Why is it that some joints have a “cooldown” to be cracked and others have none? What’s the difference?


There’s always discourse regarding what cracking joints are. There’s synovial fluid, tendons slipping, arthritis, crepitus. It’s all very confusing. and help me understand!

In: 1

We don’t really know why joints crack. As you allude to, the leading theory is that it’s related to bubbles forming/popping in your synovial fluid — the liquid around your joints.

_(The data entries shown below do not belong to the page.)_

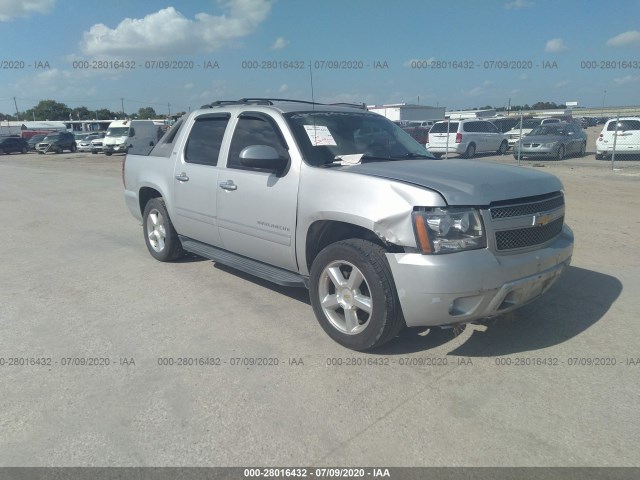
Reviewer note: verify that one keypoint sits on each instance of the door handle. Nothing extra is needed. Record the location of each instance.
(228, 185)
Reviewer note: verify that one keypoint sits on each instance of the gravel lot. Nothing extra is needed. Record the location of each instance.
(555, 384)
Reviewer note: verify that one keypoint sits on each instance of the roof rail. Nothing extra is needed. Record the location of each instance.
(270, 101)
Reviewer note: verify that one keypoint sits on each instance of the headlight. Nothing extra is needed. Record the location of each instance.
(446, 230)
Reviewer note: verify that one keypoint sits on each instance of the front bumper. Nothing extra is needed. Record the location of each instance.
(458, 148)
(114, 148)
(466, 286)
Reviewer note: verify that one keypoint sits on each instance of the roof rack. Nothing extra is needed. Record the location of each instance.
(270, 101)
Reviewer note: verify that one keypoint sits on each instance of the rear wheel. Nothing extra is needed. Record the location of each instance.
(471, 151)
(160, 236)
(353, 294)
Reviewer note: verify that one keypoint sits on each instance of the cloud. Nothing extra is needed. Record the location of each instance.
(168, 32)
(518, 4)
(479, 90)
(555, 45)
(626, 39)
(626, 80)
(279, 43)
(10, 9)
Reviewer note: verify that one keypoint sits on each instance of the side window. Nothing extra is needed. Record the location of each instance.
(205, 139)
(254, 130)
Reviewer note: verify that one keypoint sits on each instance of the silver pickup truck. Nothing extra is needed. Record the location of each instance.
(345, 203)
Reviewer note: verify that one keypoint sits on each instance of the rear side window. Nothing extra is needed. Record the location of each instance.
(624, 125)
(442, 127)
(164, 147)
(205, 140)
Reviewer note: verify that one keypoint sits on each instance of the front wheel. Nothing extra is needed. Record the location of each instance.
(160, 236)
(471, 151)
(353, 294)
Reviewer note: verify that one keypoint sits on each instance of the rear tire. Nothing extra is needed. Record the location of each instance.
(470, 152)
(159, 235)
(353, 294)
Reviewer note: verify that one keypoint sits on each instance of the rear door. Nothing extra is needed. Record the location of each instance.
(257, 209)
(195, 181)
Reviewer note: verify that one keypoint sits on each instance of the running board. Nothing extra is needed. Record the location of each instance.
(244, 264)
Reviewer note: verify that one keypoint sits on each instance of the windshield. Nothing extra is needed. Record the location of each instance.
(118, 132)
(328, 137)
(548, 130)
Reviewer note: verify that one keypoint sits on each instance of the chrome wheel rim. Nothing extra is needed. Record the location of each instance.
(345, 297)
(156, 232)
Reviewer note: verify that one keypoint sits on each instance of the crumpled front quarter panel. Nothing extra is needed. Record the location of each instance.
(380, 205)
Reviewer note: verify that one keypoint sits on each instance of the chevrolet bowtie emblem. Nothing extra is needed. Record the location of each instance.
(540, 220)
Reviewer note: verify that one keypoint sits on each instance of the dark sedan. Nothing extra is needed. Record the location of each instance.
(13, 144)
(556, 140)
(33, 141)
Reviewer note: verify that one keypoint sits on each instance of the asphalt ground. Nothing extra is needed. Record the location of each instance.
(110, 358)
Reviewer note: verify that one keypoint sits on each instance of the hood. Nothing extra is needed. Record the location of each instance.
(542, 138)
(464, 182)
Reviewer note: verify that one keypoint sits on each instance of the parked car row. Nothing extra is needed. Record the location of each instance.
(13, 144)
(624, 134)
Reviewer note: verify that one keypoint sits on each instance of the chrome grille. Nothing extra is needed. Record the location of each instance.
(529, 236)
(527, 208)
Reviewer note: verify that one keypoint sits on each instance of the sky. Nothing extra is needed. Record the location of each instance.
(176, 56)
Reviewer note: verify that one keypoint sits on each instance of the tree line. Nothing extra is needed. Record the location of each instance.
(55, 111)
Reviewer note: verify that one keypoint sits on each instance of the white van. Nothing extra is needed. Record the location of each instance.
(126, 135)
(628, 140)
(466, 137)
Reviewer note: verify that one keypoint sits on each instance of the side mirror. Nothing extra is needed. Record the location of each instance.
(263, 157)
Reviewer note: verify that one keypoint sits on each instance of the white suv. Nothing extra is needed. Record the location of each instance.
(628, 140)
(466, 137)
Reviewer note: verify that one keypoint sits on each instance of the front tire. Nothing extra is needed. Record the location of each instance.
(353, 294)
(471, 151)
(159, 235)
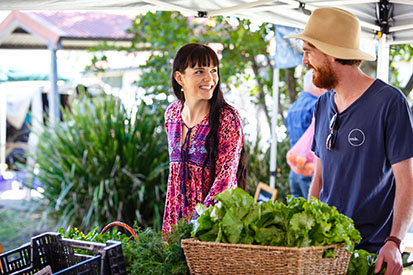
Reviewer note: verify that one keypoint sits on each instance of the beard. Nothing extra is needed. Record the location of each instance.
(324, 77)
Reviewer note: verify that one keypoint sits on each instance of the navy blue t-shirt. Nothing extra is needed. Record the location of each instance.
(373, 133)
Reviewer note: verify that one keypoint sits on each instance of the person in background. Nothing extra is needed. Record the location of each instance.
(205, 137)
(363, 138)
(300, 115)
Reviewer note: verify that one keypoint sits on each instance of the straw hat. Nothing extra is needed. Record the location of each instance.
(335, 32)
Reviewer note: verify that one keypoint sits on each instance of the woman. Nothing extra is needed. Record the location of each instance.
(204, 135)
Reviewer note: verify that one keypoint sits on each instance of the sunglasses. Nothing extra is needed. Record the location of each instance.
(331, 138)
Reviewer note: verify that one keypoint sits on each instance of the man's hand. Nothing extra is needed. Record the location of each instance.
(391, 255)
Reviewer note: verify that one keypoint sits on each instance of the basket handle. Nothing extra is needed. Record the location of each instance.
(124, 225)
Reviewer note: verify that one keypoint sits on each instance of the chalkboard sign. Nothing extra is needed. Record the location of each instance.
(265, 193)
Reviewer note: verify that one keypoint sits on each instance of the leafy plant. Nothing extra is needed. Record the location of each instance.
(237, 218)
(363, 262)
(104, 163)
(154, 254)
(258, 167)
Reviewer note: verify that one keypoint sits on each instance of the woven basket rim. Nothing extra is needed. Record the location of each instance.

When you crack a joint and create/pop that bubble, it then takes a bit of time for the fluid to re-settle/allow a bubble to form again. That is the refractory period or “cooldown” you’re referring to.

**_All joint cracks of this type have a refractory period._** It may not be very long for certain joints, depending on your particular anatomy. But there is always some sort of refractory period.

If you can move a joint to create a constant, recurring cracking noise with no refractory period — **that’s a different type of crack, and it’s probably bad for you.**

For example, I can get my wrist to repeatedly make a cracking sound… but that’s because I’m hypermobile and my wrist bones are basically scraping together. That’s not a synovial fluid, bubbly, relieving, safe crack. That’s the sound of my joint doing something it’s not supposed to.

On the other hand, I can also “normally” crack my wrist, which provides that relieving “pop” feeling and does have a refractory period.